Sid Meier’s Clash of Civilizations

10 July 2023, 0900 EDT

Just like any other medium, video games can serve pedagogical purposes. Putt-Putt and Carmen Sandiego taught me some very basic world history and geography, and I spent a lot of time on Math Blaster in my childhood computer classes.

Whether it’s learning the location of Kathmandu or practicing basic math, video games can clearly communicate facts and sharpen real-world skills. Games can also offer arguments about how the real world works even if those will be shaped by technological, commercial, and political constraints.

That video games can teach us things is not a new argument—this idea is central to the long-running “serious games” movement, and the U.S. military has long used games for various purposes. Sometimes, however, players learn lessons the game designers never meant to communicate.

Video games are, to borrow Jesper Juul’s term, half-real: “real in that they consist of real rules with which players actually interact, and in that winning or losing a game is a real event. However, when winning a game by slaying a dragon, the dragon is not a real dragon but a fictional one. To play a video game is therefore to interact with real rules while imagining a fictional world, and a video game is a set of rules as well as a fictional world.”

To treat the fictional worlds of video games as if they can provide dispositive evidence on how the real world works would be a mistake, yet some players seem to do exactly that.

Sid Meier’s Civilization (Civ) series, for example, gives players the chance to guide a highly stylized “civilization” through history and to win through military conquest, religious or cultural influence, diplomatic feats, scientific advances, or some combination thereof. Civ is clearly not and was never meant to be a perfect representation of world history.

A recent Twitter kerfuffle, however, started with one user linking historical strategy games such as Civ to the rise of the “new right”: “Sid Meier and Creative Assembly raised a generation of boys the west abandoned… And they raised them to conquer.”

As others pointed out, this ignores the presence of multiple win conditions and Sid Meier’s consistent statements to the effect that game design should favor fun over realism. But even poor interpretations of games (or academic work) can affect real-world behavior.

One might thus read Civ as containing content open to different interpretations regardless of whether any particular argument or message was intentionally crafted by Sid Meier and others on the creative team.

In particular, Civ’s representations of discretecivilizations,” all of which must draw on built-in strengths and weaknesses to expand their dominion while progressing in an upward, linear trajectory through world history, might naturalize those seemingly real-world dynamics to players.

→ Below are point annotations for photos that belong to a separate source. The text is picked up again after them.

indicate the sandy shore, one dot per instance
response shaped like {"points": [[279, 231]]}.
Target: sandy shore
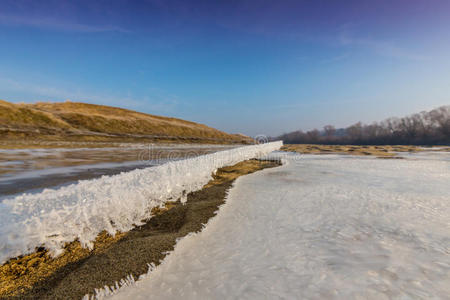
{"points": [[79, 271]]}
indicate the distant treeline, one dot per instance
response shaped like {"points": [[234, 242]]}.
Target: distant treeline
{"points": [[425, 128]]}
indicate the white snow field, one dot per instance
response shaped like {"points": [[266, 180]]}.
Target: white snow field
{"points": [[81, 211], [319, 227]]}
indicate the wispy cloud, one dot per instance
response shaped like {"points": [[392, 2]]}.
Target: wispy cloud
{"points": [[56, 24], [381, 47]]}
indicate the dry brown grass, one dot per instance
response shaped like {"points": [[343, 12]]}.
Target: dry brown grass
{"points": [[378, 151], [89, 122], [19, 275]]}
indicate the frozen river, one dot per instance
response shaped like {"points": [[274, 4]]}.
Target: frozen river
{"points": [[31, 170], [319, 227]]}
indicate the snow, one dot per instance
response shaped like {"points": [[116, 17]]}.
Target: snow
{"points": [[319, 227], [112, 203]]}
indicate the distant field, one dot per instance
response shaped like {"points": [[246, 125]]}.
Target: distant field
{"points": [[80, 122], [385, 151]]}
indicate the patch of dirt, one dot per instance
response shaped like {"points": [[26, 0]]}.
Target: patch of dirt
{"points": [[79, 271]]}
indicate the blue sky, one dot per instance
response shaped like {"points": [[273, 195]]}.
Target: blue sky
{"points": [[255, 67]]}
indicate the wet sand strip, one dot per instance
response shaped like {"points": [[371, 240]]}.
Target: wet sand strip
{"points": [[79, 271]]}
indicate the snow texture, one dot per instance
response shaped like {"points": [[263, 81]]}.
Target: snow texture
{"points": [[319, 227], [112, 203]]}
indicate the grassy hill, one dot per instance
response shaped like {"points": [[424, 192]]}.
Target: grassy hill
{"points": [[71, 121]]}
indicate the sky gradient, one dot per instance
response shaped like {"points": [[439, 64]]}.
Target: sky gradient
{"points": [[254, 67]]}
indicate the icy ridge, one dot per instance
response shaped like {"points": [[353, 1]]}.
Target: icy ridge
{"points": [[112, 203]]}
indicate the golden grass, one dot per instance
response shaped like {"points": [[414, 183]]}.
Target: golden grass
{"points": [[82, 122]]}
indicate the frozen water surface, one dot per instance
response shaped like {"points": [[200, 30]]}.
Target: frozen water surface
{"points": [[319, 227], [82, 210]]}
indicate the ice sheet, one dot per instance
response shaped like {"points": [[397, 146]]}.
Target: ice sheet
{"points": [[319, 227]]}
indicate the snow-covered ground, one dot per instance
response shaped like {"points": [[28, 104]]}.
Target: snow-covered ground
{"points": [[319, 227], [82, 210]]}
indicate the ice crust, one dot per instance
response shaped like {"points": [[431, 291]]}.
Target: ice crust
{"points": [[81, 211], [318, 227]]}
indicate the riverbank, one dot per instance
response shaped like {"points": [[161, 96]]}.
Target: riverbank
{"points": [[79, 271], [382, 151]]}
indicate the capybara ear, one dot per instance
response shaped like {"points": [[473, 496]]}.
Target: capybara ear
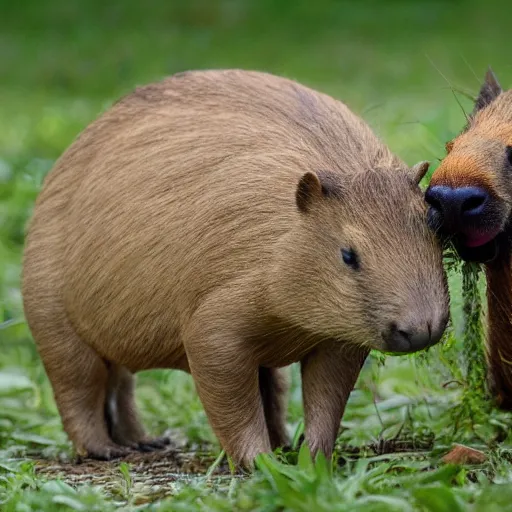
{"points": [[489, 91], [313, 186], [308, 189], [419, 170]]}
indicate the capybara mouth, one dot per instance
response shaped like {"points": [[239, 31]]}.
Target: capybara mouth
{"points": [[484, 252]]}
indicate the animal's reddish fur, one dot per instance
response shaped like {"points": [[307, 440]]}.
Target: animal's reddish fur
{"points": [[174, 233], [477, 157]]}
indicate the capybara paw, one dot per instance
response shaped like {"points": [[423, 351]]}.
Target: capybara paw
{"points": [[108, 452], [151, 445]]}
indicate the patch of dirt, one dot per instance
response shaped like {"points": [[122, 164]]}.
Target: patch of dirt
{"points": [[151, 475]]}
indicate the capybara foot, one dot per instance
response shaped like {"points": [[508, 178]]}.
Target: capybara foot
{"points": [[151, 445], [106, 453]]}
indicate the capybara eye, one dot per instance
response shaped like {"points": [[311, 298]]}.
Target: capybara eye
{"points": [[509, 154], [350, 258]]}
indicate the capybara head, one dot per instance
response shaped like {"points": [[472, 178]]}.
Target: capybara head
{"points": [[364, 262], [470, 194]]}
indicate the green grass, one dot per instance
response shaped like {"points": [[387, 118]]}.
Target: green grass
{"points": [[61, 63]]}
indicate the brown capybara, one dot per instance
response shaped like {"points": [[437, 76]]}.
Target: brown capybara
{"points": [[470, 198], [226, 223]]}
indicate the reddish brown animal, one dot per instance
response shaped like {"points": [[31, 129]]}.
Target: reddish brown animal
{"points": [[226, 223], [470, 199]]}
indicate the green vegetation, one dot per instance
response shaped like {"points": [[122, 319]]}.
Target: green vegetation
{"points": [[61, 63]]}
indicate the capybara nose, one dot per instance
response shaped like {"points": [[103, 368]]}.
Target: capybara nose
{"points": [[403, 339], [455, 206]]}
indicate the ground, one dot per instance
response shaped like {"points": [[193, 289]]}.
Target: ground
{"points": [[407, 68]]}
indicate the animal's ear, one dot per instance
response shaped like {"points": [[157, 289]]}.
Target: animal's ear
{"points": [[489, 91], [313, 187], [419, 170]]}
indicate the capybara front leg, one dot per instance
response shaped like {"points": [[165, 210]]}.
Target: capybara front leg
{"points": [[274, 389], [123, 419], [329, 374], [226, 379]]}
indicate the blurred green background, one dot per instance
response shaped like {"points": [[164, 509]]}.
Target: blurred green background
{"points": [[396, 63]]}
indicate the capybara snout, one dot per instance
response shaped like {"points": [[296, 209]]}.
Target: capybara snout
{"points": [[226, 223]]}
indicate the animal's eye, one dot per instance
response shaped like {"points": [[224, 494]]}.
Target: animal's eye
{"points": [[509, 154], [350, 258]]}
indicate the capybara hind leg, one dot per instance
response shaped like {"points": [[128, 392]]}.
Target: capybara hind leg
{"points": [[273, 389], [329, 374], [124, 424], [79, 378]]}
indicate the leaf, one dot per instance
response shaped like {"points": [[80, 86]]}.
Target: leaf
{"points": [[437, 498], [69, 501]]}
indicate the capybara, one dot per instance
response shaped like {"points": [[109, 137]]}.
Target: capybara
{"points": [[470, 198], [226, 223]]}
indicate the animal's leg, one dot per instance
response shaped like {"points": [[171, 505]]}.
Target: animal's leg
{"points": [[329, 374], [226, 378], [273, 389], [124, 424], [79, 377]]}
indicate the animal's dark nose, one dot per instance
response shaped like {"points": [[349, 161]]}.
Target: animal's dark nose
{"points": [[402, 339], [456, 205]]}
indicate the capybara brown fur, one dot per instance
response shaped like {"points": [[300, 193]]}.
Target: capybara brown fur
{"points": [[226, 223], [470, 198]]}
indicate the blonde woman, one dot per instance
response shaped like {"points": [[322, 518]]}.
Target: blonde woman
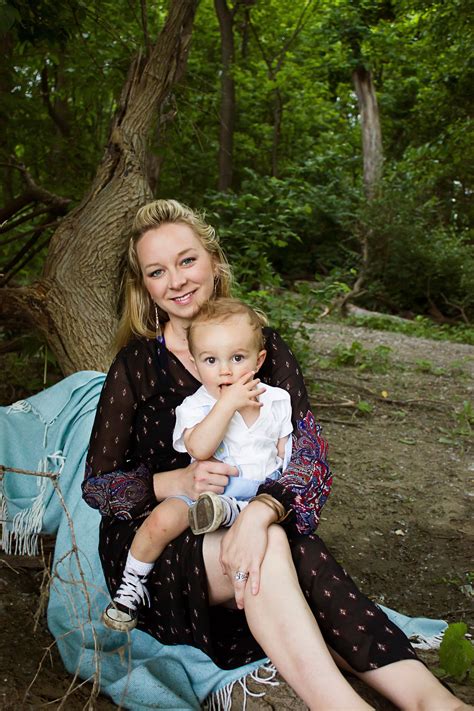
{"points": [[266, 586]]}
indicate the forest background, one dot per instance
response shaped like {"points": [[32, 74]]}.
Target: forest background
{"points": [[330, 143]]}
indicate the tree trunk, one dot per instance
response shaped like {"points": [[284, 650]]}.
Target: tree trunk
{"points": [[371, 131], [74, 305], [227, 111]]}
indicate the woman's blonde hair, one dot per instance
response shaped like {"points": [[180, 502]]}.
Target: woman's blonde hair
{"points": [[220, 310], [138, 314]]}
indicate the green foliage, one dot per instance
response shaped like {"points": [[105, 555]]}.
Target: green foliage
{"points": [[297, 208], [420, 326], [456, 653]]}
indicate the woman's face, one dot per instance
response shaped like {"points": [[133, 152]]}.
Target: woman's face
{"points": [[178, 272]]}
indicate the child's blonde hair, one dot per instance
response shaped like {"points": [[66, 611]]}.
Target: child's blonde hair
{"points": [[218, 310]]}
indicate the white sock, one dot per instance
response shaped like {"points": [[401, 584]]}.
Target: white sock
{"points": [[137, 566]]}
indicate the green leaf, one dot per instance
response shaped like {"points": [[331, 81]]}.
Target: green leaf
{"points": [[456, 653]]}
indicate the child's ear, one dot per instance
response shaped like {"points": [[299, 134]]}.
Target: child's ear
{"points": [[260, 358]]}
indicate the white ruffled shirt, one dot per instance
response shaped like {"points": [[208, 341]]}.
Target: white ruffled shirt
{"points": [[253, 449]]}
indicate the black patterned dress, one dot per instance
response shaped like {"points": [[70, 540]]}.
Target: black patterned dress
{"points": [[132, 440]]}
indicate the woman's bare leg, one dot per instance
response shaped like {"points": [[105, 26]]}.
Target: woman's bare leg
{"points": [[408, 684], [285, 627]]}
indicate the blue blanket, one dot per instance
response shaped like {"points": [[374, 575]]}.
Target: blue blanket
{"points": [[50, 432]]}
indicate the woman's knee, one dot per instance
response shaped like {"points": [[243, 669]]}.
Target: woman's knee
{"points": [[278, 542]]}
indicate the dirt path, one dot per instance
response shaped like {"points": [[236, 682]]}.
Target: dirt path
{"points": [[399, 518]]}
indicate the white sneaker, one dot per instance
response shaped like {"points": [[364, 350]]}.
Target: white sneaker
{"points": [[122, 613]]}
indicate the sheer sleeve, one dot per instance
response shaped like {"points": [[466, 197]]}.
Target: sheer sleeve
{"points": [[112, 484], [305, 484]]}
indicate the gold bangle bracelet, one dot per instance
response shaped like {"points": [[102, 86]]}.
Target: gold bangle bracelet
{"points": [[275, 505]]}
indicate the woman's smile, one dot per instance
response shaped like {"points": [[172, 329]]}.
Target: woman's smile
{"points": [[177, 271]]}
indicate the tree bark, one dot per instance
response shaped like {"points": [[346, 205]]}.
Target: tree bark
{"points": [[371, 131], [75, 304], [227, 110]]}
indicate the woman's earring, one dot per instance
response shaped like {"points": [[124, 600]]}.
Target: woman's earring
{"points": [[159, 334]]}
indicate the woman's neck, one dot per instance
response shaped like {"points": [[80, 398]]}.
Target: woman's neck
{"points": [[175, 333], [176, 340]]}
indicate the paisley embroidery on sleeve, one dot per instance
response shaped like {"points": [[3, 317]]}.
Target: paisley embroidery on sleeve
{"points": [[308, 476], [118, 493]]}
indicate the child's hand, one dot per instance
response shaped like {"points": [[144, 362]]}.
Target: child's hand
{"points": [[243, 393]]}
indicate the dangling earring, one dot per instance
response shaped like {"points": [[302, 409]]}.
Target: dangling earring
{"points": [[159, 334]]}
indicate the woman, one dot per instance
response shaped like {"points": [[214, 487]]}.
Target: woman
{"points": [[259, 588]]}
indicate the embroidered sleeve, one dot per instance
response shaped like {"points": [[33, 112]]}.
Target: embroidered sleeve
{"points": [[124, 495], [305, 484]]}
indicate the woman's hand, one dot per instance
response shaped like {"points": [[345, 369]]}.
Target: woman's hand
{"points": [[208, 475], [193, 480], [243, 548]]}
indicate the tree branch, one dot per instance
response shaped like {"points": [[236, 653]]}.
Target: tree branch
{"points": [[56, 116]]}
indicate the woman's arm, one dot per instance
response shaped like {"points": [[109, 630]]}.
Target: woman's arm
{"points": [[113, 483], [305, 485]]}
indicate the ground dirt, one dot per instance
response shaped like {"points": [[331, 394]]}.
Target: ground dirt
{"points": [[399, 517]]}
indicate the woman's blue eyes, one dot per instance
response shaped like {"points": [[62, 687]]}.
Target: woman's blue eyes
{"points": [[186, 262]]}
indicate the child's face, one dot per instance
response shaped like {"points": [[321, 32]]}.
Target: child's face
{"points": [[224, 352]]}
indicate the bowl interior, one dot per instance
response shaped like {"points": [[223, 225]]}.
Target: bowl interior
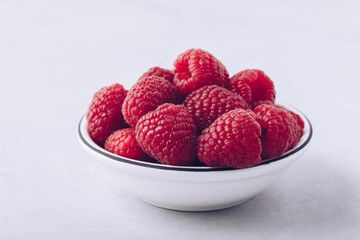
{"points": [[87, 141]]}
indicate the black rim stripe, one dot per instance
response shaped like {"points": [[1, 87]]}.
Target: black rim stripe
{"points": [[207, 169]]}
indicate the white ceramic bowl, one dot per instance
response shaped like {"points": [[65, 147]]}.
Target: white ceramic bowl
{"points": [[193, 188]]}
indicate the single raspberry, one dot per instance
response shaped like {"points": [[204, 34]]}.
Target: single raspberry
{"points": [[146, 95], [122, 142], [278, 129], [196, 68], [104, 115], [208, 103], [261, 87], [160, 72], [299, 129], [232, 140], [168, 134]]}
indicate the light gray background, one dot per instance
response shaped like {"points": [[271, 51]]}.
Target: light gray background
{"points": [[55, 54]]}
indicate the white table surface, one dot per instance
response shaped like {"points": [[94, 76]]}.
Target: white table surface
{"points": [[55, 54]]}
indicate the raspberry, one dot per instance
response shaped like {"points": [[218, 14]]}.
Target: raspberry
{"points": [[232, 140], [160, 72], [299, 129], [123, 143], [278, 129], [104, 115], [196, 68], [208, 103], [146, 95], [168, 134], [261, 87]]}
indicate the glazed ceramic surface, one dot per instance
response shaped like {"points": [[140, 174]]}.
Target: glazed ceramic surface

This appears to be the process at work in the aforementioned Twitter kerfuffle. Civ was taken as truth about how the world really works, perhaps because the player was predisposed to thinking of the world as defined by the sort of cultural conflicts predicted in Samuel Huntington’s The Clash of Civilizations and the Remaking of World Order (a book that provoked much deserved critique).

Similarly, I considered in my last post whether the popularity of Japanese video games provides Japan with soft power, and there Civ provided some evidence for the proposition. After all, one commenter noted, soft power “is also a concept that itself has been explored in games before, notably the Civilization series (‘soft power’ is actually a win condition in that series).”

In short, video games like Civ can teach us some things, but players can take different lessons from the same game. In asking whether those perceived lessons affect political behavior, political scientists would have much work from other fields on which to build.